SQL is common for ETL because typically at least one, sometimes both, ends of an ETL operation is an RDBMS for which SQL is the standard language. It has nothing to do with lack of brittleness.

loveparade · on Aug 15, 2023

I guess it's surprising then that both Hadoop/Hive and Spark, which were the originators of SQL for ETL, typically work on data lakes instead of RDBMSs. In fact, RDBMs support didn't come for a long time. The choice of SQL has nothing to do with RDBMs. It's because SQL is a declarative language that's easy to parse and convert into a physical query plan that can be parallelized and optimized extremely well. Why is that?

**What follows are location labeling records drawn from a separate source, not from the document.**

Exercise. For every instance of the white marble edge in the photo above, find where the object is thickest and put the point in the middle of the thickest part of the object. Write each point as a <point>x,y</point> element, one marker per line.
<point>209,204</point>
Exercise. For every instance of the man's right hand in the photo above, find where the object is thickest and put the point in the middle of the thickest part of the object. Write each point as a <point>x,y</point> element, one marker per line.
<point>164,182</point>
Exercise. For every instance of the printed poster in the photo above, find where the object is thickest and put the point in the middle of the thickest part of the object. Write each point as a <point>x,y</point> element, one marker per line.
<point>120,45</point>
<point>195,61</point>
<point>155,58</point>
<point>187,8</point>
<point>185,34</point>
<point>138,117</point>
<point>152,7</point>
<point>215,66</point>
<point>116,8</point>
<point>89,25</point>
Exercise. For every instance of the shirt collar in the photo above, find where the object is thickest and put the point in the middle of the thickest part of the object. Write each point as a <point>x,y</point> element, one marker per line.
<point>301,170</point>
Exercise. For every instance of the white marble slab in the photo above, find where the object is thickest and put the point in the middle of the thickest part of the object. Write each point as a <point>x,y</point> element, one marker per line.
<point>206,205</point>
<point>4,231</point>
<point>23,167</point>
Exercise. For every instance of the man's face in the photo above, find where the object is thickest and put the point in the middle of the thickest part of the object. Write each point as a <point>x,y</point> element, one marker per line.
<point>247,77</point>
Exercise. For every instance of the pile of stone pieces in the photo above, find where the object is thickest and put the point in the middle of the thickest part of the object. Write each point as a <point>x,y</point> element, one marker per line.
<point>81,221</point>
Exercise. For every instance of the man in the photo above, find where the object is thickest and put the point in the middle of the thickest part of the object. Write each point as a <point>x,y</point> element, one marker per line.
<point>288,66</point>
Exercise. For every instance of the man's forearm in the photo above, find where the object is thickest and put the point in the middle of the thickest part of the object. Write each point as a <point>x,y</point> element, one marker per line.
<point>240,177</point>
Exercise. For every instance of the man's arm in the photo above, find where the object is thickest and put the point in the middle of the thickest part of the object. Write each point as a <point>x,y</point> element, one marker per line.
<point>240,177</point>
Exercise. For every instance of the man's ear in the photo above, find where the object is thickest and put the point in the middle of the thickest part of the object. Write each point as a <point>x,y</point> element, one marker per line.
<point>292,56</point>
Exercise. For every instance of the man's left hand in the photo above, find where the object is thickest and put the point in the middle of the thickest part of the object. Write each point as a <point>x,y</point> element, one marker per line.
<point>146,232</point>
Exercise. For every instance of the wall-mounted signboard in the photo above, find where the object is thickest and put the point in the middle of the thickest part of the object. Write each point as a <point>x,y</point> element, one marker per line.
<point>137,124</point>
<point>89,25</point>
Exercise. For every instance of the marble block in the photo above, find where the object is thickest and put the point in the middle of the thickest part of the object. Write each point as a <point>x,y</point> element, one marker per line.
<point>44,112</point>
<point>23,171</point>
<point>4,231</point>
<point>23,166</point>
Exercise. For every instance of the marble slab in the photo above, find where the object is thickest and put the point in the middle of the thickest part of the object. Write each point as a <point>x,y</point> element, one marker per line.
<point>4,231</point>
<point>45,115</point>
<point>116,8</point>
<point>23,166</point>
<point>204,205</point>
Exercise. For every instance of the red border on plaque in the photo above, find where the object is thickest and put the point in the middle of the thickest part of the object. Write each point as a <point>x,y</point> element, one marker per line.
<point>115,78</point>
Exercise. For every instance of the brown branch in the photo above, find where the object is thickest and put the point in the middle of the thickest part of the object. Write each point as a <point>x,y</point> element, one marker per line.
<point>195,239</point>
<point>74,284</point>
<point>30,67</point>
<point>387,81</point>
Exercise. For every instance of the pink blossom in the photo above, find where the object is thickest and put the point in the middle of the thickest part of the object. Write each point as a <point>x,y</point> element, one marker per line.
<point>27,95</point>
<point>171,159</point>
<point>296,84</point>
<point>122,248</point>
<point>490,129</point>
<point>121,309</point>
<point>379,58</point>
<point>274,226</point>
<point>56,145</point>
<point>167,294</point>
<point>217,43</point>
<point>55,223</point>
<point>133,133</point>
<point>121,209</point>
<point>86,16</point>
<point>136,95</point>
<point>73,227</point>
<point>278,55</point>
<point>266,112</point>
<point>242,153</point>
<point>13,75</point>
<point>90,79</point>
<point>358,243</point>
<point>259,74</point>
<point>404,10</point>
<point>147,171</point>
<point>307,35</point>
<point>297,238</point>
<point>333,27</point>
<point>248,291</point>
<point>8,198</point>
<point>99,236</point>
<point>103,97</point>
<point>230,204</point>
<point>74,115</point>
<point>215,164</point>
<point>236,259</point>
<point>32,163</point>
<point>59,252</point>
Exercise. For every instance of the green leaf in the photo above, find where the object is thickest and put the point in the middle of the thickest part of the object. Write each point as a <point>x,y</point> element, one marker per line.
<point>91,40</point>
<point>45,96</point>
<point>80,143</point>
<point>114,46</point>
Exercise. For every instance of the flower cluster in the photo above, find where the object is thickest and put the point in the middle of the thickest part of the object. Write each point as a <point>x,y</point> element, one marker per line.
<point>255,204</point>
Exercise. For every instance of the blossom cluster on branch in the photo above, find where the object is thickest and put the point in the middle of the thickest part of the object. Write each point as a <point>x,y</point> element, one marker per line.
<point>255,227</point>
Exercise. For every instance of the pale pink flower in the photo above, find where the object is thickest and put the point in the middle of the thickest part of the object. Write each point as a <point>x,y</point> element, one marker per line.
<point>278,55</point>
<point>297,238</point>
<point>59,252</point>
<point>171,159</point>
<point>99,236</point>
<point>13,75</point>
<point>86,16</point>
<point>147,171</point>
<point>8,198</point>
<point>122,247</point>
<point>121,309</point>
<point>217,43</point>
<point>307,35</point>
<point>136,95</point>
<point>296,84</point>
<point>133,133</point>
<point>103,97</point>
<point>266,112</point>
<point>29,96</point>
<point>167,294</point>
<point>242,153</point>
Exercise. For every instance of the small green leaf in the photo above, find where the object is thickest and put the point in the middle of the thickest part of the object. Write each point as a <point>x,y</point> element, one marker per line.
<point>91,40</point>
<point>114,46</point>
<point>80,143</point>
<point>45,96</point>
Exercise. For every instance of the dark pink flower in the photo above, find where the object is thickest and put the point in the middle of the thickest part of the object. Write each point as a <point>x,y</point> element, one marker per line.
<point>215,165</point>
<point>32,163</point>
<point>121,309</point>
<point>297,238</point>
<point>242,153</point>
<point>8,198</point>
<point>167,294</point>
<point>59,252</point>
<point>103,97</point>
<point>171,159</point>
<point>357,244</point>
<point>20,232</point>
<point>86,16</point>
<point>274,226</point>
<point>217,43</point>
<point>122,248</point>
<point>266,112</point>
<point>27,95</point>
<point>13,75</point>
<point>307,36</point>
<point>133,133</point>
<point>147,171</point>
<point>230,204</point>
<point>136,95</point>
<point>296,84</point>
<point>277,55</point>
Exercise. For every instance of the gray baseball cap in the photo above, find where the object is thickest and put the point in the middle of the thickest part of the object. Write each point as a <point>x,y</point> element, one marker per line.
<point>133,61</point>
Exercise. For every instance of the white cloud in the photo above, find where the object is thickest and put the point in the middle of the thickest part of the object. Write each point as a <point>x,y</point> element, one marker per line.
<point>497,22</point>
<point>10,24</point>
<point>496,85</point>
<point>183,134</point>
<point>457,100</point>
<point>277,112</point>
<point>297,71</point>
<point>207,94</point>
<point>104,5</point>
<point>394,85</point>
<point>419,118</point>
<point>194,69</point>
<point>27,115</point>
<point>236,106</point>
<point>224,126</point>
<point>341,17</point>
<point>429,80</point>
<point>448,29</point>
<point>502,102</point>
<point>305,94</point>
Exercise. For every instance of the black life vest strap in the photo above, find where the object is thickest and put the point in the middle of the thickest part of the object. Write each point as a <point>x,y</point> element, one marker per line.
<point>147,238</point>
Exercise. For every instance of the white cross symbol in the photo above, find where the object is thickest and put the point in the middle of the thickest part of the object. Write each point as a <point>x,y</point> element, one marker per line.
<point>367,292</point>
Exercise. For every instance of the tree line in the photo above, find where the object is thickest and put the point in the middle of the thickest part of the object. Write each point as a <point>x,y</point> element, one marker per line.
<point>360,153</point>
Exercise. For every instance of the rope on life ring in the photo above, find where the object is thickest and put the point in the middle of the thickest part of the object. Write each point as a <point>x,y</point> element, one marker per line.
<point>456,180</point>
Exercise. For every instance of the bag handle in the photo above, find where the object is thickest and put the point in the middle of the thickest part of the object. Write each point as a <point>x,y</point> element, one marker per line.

Because it's not a general-purpose imperative loosely typed brittle language like Python.

dragonwriter · on Aug 15, 2023

> Hadoop/Hive and Spark, which were the originators of SQL for ETL

They weren’t.

I guarantee you, before either of those existed, when Data Warehousing was often done with a different version/configuration of the same brand of RDBMS as the transactional store (the latter likely using something closer to a normalized schema, the former using a star or snowflake schema), using SQL for ETL was absolutely normal.

Which is why newer data warehousing / data lake systems support SQL even though they aren’t RDBMSs: a couple decades of RDBMS dominance made it the JavaScript of data storage.

> Because it’s not a general-purpose imperative loosely typed brittle language like Python.

Its not general-purpose or imperative, its just as much “loosely typed” as Python (both Python and SQL are strongly typed.)

Its not clear what concrete meaning “brittle” is supposed to have in this claim, so I can’t evaluate its accuracy.

Alanhlwang · on Aug 15, 2023

Definitely, I can jump into what we meant by brittle—we mainly meant that SQL scripts are hard to debug/undescriptive, you can't parametrize and customize error messages that you receive from transforms, and you can only execute one complete statement at a time that are often chained together with CTEs (which is a nightmare if its a statement of 400 lines of SQL). Python makes it easier to debug since we turn the approach from a declarative to a procedural one, and that's even the case with breakpoints when you write your actual transformers in Python.